0090 542853 8436/00357 99 966518

“Omorfo’dan Antonis Kolancis ile Melek Hanım’ın aşkı...”

A+A-

KIBRIS’TAN HATIRALAR...

Çok değerli arkadaşımız Hristalla Kart’ın “OMORFO’YU SEVİYORUM” (“I LOVE MORPHOU”) sosyal medya sayfasında paylaştığı Omorfo’dan bir aşk hikayesi ve karma bir evliliğe yer vermek istiyoruz bugün: Omorfo’dan Antonis Kolancis ile Melek Hanım’ın aşkı...

Hristalla arkadaşımızın yazdığına göre, Kostas Kalathas, Omorfo’nun tarihçesini kaleme alırken bu öyküye de yer vermiş... Biz de okurlarımız için özetle Türkçeleştirmeye çalıştık...

***  Antonis Kolancis, Omorfolu’ydu ve Hristos Katırcıyanni’nin yakın bir arkadaşıydı...

***  Antonis, bir Kıbrıslıtürk olan Melek Hanım’la tanışmış ve ona karşı güçlü duygular beslemeye başlamıştı... Melek çok güzel bir kadındı ve Türk mahallesinde yaşıyordu...

***  Antonis babasına aşkından söz edince, babası onu durdurmaya çalışmıştı ancak Antonis kararlıydı... Kısa süre sonra Melek vaftiz olacak ve Eleni adını alarak Antonis Kolancis ile evlenecekti. Ona “Turkoeleni” deniyordu. Dört oğluları oldu: Hambi, Polli, Kosta (ona Rahaci de deniyordu), Hristo ve bir de kızları oldu: Grusi...

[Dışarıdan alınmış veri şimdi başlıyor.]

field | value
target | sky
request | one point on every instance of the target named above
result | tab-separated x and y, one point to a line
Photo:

***  Eleni her zaman sessizdi, neredeyse hiç evden çıkmıyor, kimseyle karışmıyordu... Kendi evinin iç avlusunda kokulu bitkilerini yetiştirmekteydi...

s1-348.jpg

***  Fotoğrafta Andonis Kolancis ve oğluları Hambi, Polli, Kosta ve Hristo görülüyor... En alttaki fotoğraf ise torun Antonis Kolancis...

 


BİR KİTAP...

“Onları öldüren insanın zalimliğiydi...”

s2-309.jpg

Işıl Demirel

“Daha sonra hayatım boyunca unutamayacağım şu sahne yaşandı: Doktor, kalp-damar hastalığının genetik olup olmadığını anlamak için babaanneme basit bir soru sordu.

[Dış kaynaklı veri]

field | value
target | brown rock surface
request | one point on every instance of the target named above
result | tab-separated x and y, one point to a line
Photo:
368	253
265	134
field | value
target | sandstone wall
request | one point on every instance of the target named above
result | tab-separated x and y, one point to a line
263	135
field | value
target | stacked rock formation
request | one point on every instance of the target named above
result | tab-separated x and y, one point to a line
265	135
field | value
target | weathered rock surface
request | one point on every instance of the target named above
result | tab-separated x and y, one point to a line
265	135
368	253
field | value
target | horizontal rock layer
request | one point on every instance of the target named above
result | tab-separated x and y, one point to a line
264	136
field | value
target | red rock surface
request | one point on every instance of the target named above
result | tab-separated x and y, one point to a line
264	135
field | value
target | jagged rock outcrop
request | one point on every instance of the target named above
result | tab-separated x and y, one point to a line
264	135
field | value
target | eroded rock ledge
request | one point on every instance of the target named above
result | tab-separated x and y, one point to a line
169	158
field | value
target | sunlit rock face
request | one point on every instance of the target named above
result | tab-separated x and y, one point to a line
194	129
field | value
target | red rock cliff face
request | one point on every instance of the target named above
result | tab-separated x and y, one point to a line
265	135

“Anneniz, babanız hangi hastalıktan öldü?”

Babaannem sustu.

Doktor duymadı zannederek daha yüksek sesle bir kez daha sordu:

“Annenizle babanız diyorum. Neden öldüler?”

Babaannem yine susuyor, cevap vermiyordu. Odada çok tuhaf bir hava oluşmuştu.

Bu sefer ben “Babaanne, doktor beye cevap versene!” dedim.

Yüzüme çaresizlik içinde baktı ve ağlamaya başladı. Hoca “ya sabır!” der gibi başını sinirli sinirli salladı. “Hanım, yeni mi öldü annen baban, niye ağlıyorsun!” diye çıkıştı.

Doktorun o sözü de, hayatım boyunca hiç aklımdan çıkmadı. Farkında olmadan çok önemli bir gerçeği dile getirmişti. Benim de daha sonra anlayacağım gibi, bazı ölümlerin acısı hep yeni kalıyordu.

Odada kısa bir süre sessizlik oldu. Sadece babaannemin sessiz hıçkırıkları duyuluyordu. Doktor sesini kontrol etmeye çalışarak sorusunu tekrarladı. Kısa bir sessizlik daha ve babaannemin yanıtı geldi:

“Hiçbir hastalıktan ölmediler!”

Sesinde bir sitem vardı. Hepimiz acaba çıldırdı mı gibilerinden yüzüne baktık. Acılydı, sarsılmıştı, ağlıyordu ama çıldırmış bir hali yoktu. Solgun çehresinde, acılı bir çift gözdü sanki konuşan.

“Annemle babam öldürüldüler doktor bey. Hastalıktan ölecek kadar yaşlanamadılar.”

Ve sonraki yıllar boyunca yüzlerce kez kulaklarımda çınlayacak olan bir yanıt geldi babaannemden. Ama doktora söyler gibi değil, kendi kendine konuşur gibi ve tavana bakarak, “İlle bir hastalık arıyorsanız” dedi, “onları öldüren insanoğlunun zalimliğiydi!”

Her şey, 2001 yılının Şubat ayında soğuk bir gün, İstanbul Üniversitesi’nde halkla ilişkiler görevini yürüten Maya Duran’ın, Amerika’dan İstanbul’a gizemli bir ziyaret için gelen Alman asıllı Profesör Maximilian Wagner ile karşılaşmasıyla başlar. 1930’lu yıllarda İstanbul Üniversitesi’nde hocalık yapmış olan profesörün isteği üzerine, Maya bir gün onu Şile’ye götürecek ve böylece yakın tarihin üstü kapatılmaya çalışılan sırlarına, kentin geçmişine ve Wagner’in kırık aşk hikayesine vakıf olur.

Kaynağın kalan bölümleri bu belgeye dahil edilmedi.